Calls for ETP CEO Kelcy Warren to resign Texas Parks and Wildlife Commission seat fill chamber.
The “pipeline cowboy,” as Bloomberg News describes Energy Transfer Partners’ CEO Kelcy Warren, should be looking for other work, said more than 50 Texas residents who descended upon a Texas Parks and Wildlife Commission (TPWD) meeting on Thursday January 26. The southern water protectors showed up to take the billionaire, appointed to the commission in 2015 by Texas Governor Greg Abbott after a string of donations, to task—even though he wasn’t there.
“We’ve got no time for your pipelines!” they chanted, undeterred by Warren’s absence. Confronted by more than 100 people at previous commission meeting back in November, he did not attend this one.
Trump may be planning a tidal surge of new oil and gas projects—kickstarting the rejected Keystone XL and reviving the Dakota Access—and revived coal-based economy, but these Texas water protectors have a plan too. Resist, resist, resist.

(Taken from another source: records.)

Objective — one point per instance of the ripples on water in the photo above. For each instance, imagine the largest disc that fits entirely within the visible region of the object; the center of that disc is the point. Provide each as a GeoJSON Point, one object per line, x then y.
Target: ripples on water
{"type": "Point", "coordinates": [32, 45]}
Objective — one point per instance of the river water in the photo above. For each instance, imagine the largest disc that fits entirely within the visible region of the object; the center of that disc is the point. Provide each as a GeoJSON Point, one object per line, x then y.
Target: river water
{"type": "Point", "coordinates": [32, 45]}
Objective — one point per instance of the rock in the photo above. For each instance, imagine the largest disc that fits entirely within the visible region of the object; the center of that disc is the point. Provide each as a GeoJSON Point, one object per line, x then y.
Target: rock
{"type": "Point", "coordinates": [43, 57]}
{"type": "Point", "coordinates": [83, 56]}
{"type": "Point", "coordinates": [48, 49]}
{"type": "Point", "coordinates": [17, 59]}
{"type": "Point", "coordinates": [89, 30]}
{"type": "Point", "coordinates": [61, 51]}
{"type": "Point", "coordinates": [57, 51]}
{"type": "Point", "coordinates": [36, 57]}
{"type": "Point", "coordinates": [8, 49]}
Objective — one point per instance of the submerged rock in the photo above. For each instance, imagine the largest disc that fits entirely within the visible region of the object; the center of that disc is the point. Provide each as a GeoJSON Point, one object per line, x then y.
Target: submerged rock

Already at least five people based at the Two Rivers Camp in Presidio County, Texas, have been arrested for locking down on construction equipment at points along the Trans-Pecos pipeline. The ETP-owned pipeline is intended to transport fracked gas 148 miles from outside Fort Stockton, Texas, to tunnel beneath the Rio Grande where it is expected to tie into a rapidly expanding network of natural gas infrastructure in Northern Mexico.
Though it looked as if the movement could chalk up another arrest to its cause at this week’s meeting, Steve Lightfoot, spokesperson for TPWD, said no charges were filed against the speaker who was physically wrestled out of the meeting chambers by several suited security for failing to remove a bandana from his face (SEE VIDEO).
“I believe he was was simply taken aside and given a chance to cool down,” Lightfoot said. It is not know if the speaker, who identified himself as Ron King, will file charges against the department or its officers.
Read the full story at Indian Country Media Network.
“One of the concerns we have is to make sure there is some consultation with the native people of that area, now that we have an interpretive center out there,” Juan Mancias, tribal chair for the Carrizo/Comecrudo nation, speaking of the need to protect sacred springs from the region’s fracking activity.
“Basically, we are tired of being ignored. Of being called extinct.”